Here is the great thing about being a football widow. You are not alone. There are other women out there that hate football just as much as you do. Find them! You can bond over your mutual hatred for this sport. Set up much needed girl dates or play dates with the kids.

Find your own hobby or interests during the season. It’s fall crafting time. Mai & I will have plenty of projects to keep us busy on Sundays & Monday nights. 

Suck it up. Sometimes you just want to spend time with your hubby. Cuddle up on the couch & watch with him. Maybe you have been wrong the first 40 years of your life & you actually do like football. P.S. Beer makes it more bearable.

Luckily, our daughter loves watching sports with her daddy, so she will not wind up a football orphan.

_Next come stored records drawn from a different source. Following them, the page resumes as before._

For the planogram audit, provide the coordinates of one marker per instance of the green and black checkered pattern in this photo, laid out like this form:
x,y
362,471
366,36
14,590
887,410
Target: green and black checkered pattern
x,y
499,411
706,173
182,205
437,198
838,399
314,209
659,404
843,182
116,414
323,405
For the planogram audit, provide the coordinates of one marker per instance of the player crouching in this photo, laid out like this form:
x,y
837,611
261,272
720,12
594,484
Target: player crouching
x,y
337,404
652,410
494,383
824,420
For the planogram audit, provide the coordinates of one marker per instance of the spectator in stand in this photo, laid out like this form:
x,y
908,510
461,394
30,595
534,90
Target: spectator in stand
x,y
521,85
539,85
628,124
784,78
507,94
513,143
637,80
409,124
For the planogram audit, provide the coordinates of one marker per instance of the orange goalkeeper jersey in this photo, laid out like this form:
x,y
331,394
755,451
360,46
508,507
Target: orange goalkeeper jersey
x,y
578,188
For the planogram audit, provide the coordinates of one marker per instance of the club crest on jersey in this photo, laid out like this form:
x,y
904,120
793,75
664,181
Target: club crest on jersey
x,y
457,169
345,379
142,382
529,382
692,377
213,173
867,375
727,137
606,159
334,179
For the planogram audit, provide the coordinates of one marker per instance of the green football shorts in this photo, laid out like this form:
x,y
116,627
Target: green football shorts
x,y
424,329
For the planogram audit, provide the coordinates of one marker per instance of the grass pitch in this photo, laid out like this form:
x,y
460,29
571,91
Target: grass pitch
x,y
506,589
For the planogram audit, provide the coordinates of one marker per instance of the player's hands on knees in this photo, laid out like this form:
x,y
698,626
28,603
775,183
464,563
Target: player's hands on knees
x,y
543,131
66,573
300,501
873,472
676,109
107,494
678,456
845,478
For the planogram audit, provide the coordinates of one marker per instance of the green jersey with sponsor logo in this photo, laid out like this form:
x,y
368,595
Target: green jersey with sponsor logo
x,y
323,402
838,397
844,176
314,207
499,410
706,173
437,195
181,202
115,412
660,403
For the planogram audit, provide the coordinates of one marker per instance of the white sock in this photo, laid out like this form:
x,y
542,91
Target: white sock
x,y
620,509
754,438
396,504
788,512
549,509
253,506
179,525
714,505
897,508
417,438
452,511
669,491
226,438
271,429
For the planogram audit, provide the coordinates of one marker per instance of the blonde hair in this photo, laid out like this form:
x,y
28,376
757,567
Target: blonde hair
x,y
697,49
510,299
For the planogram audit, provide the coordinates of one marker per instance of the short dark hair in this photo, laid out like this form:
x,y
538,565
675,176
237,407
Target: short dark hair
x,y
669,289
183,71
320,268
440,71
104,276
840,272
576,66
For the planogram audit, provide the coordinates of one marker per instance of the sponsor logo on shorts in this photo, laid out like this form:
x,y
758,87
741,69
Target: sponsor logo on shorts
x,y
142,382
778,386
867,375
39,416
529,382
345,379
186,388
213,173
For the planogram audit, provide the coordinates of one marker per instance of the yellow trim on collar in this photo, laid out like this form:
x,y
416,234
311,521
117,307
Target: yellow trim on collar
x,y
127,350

  1. The footie (soccer!) season has just started here in the uk too and my fella is an avid fan – the problem is he loves all footie, not just his own team! He watches match of the day (a quick look at every game in the premiership that day) even if it’s completely random teams that he has no interest whether they win or lose! I just don’t get it. I have no interest in it at all, especially when the match ends 0-0 – what’s the point in playing (and watching) a game with no goals??!! x

  2. Aww I hear you. There are several shows my husband watches that I don’t, but football is not one of them. I like watching the NFL games and the Cowboys are our team. The thing is, we are not obsessed. He keeps up with things more than I do, but we are both into it. I think he enjoys the fact that I like it. But…like I said, there are some shows we both don’t watch so I do something else when he’s watching it. So I think your idea is wonderful! Speaking of which, I need to get my crocheting tools on Monday! Thanks for sharing this fun post with us at the Creative Style Linkup!